In the past, when thinking about a future divorce, many individuals would seek out a “shark” to represent them in hopes that their matter will be handled aggressively, and their chosen attorney will obtain a favorable outcome for them. While hiring a “shark” was once considered a must-do by clients, these days, hiring a shark in a divorce is the new faux pas.
What people used to refer to as a “Shark” attorney
For years lawyers have been celebrated for aggressive and often times, unreasonable negotiations and fighting no matter the cost. “Sharks” used to be equated to a person who refuses to back down, and most likely to hurt the other side in a divorce. In the past, people would seek out these types of lawyers, thinking that they would lose their case if they did not. Fast forward to our progressive society and now people are realizing, a “shark” can cost your family more than just money in the long run.

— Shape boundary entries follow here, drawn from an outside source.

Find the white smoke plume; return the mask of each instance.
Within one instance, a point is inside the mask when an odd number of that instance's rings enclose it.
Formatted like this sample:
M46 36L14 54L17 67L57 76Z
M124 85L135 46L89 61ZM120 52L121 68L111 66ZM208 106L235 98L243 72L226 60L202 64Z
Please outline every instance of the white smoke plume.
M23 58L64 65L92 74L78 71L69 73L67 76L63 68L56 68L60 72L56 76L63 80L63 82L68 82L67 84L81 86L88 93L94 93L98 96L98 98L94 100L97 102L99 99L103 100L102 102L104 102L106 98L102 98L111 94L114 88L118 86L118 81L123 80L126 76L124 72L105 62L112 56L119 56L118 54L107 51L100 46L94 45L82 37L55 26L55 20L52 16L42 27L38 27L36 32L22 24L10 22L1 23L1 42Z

Why hiring a “Shark” attorney is outdated in divorce
While hiring a “shark” to handle a divorce may seem tempting at the outset of a case, families should take a step back and consider the long-lasting impacts it might have on their family unit. Overly aggressive lawyers, or “sharks”, generally take unreasonable positions which results in a broken family, unnecessary litigation and astronomical legal fees.
Client’s may desire to scare their spouse through a shark’s style of negotiating. This may involve sending nasty letters, making unreasonable demands, or general intimidation techniques. Although these tactics may in fact scare a spouse, they should also scare the client. Every unreasonable stance taken leads to more money out of the client’s pocket and a further broken family.

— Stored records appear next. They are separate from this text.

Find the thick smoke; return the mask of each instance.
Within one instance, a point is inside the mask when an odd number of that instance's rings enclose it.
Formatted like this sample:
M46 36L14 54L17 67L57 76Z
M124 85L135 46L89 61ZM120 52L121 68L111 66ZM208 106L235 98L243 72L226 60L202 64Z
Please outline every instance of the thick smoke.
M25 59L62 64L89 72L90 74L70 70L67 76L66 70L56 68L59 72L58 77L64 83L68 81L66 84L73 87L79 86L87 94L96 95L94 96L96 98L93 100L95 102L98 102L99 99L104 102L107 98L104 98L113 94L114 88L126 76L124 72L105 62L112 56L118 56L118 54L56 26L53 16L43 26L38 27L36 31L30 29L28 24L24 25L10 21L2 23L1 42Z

Recently, Morgan Stogsdill, teamed up with divorced couple Ben and Nikki on the Divorce Talk Podcast whose story, and book “Our Happy Divorce” has been featured on Good Morning America. Ben initially decided to hire a shark who drafted a forty-page game plan on how to destroy Nikki. Ben stated, “it wasn’t until I opened up that war and peace game plan and got two pages into it that I had my moment of clarity.” Immediately, Ben obtained new counsel and took a more reasonable strategy during their divorce. That decision ensured their family unit retained a positive dynamic for their son and one that ultimately saved thousands of dollars.
Out with the old, in with the new divorce advocacy
Today, the most effective divorce advocacy is a lawyer whose goal is to protect the family unit, especially the children. The new school divorce attorneys know when to fight and when to promote productive negotiations between spouses. After all, no means no, in any tone.